The final step in applying section 13(a)(3) is to determine whether each base camp meets the requirements of section 13(a)(3)(A) regarding the duration of the base camp’s operation or section 13(a)(3)(B) regarding the base camp’s receipts. You state that most of the company’s base camps operate less than seven months during the year due to climatic conditions. Thus, those base camps satisfy section 13(a)(3)(A).
Those base camps that operate more than seven months during the year, however, must be analyzed under section 13(a)(3)(B). The test enunciated in this subpart, often referred to as the “receipts test,” requires that the average revenues from the six months with the smallest receipts cannot be more than one third the average of the six months with the greatest receipts. These six months need not be sequential. See Field Operations Handbook § 25j01. You state that of the base camps that operate longer than seven months, “more than two-thirds of their revenue from such expeditions are routinely received during six month periods or less.” However, this information is insufficient for us to determine whether these camps meet the test in section 13(a)(3)(B). First, the 33-1/3 percent figure in the receipts test refers to a comparison between two periods of the year, not a comparison against a yearly revenue total; i.e. the revenue from the “low” six months may not exceed one third of the revenue from the “high” six months, not, as suggested by your statement, one third of the annual revenue.

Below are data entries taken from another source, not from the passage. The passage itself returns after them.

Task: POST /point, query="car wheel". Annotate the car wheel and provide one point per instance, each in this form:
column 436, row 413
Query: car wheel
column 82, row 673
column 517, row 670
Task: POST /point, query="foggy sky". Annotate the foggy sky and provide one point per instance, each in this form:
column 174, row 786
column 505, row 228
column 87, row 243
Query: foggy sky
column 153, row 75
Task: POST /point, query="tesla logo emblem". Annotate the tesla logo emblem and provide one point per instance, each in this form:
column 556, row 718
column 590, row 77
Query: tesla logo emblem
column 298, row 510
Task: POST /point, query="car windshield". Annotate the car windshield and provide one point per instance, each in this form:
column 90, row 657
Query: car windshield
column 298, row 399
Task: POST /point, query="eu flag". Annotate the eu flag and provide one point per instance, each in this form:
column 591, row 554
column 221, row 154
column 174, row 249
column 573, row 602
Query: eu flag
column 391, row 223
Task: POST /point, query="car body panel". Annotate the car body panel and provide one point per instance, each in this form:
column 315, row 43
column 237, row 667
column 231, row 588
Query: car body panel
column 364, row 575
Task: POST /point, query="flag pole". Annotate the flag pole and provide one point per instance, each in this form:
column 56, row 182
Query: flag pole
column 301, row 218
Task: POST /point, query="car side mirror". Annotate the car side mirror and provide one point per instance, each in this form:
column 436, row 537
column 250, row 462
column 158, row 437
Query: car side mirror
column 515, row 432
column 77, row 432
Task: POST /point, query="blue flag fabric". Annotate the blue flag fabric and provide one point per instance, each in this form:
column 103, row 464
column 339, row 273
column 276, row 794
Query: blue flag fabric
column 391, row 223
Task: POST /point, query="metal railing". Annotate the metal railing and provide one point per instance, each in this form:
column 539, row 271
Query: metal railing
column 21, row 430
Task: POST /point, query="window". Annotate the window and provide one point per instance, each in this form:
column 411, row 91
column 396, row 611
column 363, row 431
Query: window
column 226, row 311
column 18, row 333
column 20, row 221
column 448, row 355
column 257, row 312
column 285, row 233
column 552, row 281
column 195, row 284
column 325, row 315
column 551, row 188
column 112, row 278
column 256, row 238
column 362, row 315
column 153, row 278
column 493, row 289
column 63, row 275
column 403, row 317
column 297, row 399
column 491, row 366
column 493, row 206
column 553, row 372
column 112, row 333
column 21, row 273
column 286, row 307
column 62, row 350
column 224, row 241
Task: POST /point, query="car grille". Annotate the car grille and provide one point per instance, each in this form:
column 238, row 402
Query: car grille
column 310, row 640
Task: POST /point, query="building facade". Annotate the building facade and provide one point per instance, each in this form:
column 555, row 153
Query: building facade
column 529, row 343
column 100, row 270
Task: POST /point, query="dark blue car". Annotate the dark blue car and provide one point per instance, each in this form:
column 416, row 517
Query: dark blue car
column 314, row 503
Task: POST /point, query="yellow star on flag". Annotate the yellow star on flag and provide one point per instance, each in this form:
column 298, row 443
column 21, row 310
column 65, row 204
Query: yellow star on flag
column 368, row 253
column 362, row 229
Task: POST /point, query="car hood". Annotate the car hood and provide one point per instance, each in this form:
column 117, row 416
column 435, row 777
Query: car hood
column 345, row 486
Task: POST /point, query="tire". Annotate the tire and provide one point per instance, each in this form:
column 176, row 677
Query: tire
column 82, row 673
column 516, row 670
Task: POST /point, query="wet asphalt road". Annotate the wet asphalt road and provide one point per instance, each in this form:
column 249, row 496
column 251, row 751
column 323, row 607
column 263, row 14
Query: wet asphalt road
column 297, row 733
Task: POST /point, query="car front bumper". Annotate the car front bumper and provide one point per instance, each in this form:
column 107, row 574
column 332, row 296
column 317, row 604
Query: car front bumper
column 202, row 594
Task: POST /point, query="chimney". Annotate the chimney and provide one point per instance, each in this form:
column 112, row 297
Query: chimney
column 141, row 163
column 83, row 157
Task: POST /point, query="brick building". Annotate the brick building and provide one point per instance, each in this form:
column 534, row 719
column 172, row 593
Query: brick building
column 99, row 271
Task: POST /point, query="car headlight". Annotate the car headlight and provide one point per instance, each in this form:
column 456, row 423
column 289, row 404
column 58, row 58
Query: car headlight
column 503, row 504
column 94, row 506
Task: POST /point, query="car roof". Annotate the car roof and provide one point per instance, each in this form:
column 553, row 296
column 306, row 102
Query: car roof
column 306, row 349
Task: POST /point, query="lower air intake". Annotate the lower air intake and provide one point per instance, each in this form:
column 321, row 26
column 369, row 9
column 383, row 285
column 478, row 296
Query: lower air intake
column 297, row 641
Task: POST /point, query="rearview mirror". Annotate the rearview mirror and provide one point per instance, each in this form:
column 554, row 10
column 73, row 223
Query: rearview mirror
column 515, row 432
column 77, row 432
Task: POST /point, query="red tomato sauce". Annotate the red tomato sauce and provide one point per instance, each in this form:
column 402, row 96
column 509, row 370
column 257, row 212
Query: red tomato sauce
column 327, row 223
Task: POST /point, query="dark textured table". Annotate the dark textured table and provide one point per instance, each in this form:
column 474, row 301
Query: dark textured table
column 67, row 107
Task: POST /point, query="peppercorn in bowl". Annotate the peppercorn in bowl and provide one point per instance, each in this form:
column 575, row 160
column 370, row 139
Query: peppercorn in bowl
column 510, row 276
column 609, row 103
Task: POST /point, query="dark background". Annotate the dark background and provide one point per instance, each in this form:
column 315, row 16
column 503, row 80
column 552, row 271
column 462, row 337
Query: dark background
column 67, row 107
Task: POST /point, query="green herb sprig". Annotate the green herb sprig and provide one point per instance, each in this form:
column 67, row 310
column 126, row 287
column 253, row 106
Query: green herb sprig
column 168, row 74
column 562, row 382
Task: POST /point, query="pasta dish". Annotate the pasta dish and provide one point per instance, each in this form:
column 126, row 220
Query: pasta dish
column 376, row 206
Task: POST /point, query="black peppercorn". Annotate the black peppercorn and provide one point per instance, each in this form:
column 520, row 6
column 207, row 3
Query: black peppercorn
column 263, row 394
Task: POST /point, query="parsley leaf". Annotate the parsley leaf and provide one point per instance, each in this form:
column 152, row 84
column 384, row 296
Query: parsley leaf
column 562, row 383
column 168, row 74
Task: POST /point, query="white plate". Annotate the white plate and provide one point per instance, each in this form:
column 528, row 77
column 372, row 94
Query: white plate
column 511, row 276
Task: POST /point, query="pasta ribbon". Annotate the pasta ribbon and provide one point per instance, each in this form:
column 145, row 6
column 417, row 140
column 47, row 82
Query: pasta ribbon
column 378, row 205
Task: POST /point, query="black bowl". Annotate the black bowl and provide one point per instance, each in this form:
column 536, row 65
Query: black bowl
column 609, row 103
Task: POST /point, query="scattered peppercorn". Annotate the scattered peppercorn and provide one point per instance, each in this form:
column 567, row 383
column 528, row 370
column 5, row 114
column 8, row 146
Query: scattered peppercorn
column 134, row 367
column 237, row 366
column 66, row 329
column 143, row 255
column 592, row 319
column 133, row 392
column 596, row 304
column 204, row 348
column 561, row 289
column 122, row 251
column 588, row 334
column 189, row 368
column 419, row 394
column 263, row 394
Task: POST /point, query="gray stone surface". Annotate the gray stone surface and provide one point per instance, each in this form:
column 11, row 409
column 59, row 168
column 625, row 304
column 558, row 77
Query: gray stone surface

Second, the receipts test requires further study of each year’s revenue, because the test is based on receipts “during the preceding calendar year.” If the test is met, all employees of the base camps are exempt under section 13(a)(3), not just instructors, directors, and support personnel.
This opinion is based exclusively on the facts and circumstances described in your request and is given based on your representation, express or implied, that you have provided a full and fair description of all the facts and circumstances that would be pertinent to our consideration of the question presented. Existence of any other factual or historical background not contained in your letter might require a conclusion different from the one expressed herein. You have represented that this opinion is not sought by a party to pending private litigation concerning the issue addressed herein. You have also represented that this opinion is not sought in connection with an investigation or litigation between a client or firm and the Wage and Hour Division or the Department of Labor.
We trust that the above is responsive to your inquiry.
* Note: The actual name(s) was removed to preserve privacy in accordance with 5 U.S.C. § 552(b)(7).
 Unless otherwise noted, any statutes, regulations, opinion letters, or other interpretive material cited in this letter can be found at www.wagehour.dol.gov.
 A comparison to the yearly revenue total is, of course, possible, but would require that the revenue from the “low” six months not exceed 25 percent of the yearly revenue total.
 We are withdrawing Wage and Hour Opinion Letters FLSA2001-15 and May 23, 2000 to the extent they conclude that certain employees of an otherwise-qualifying establishment do not qualify for the section 13(a)(3) exemption because their activities are not of the “same character” as those activities for which the establishment was created.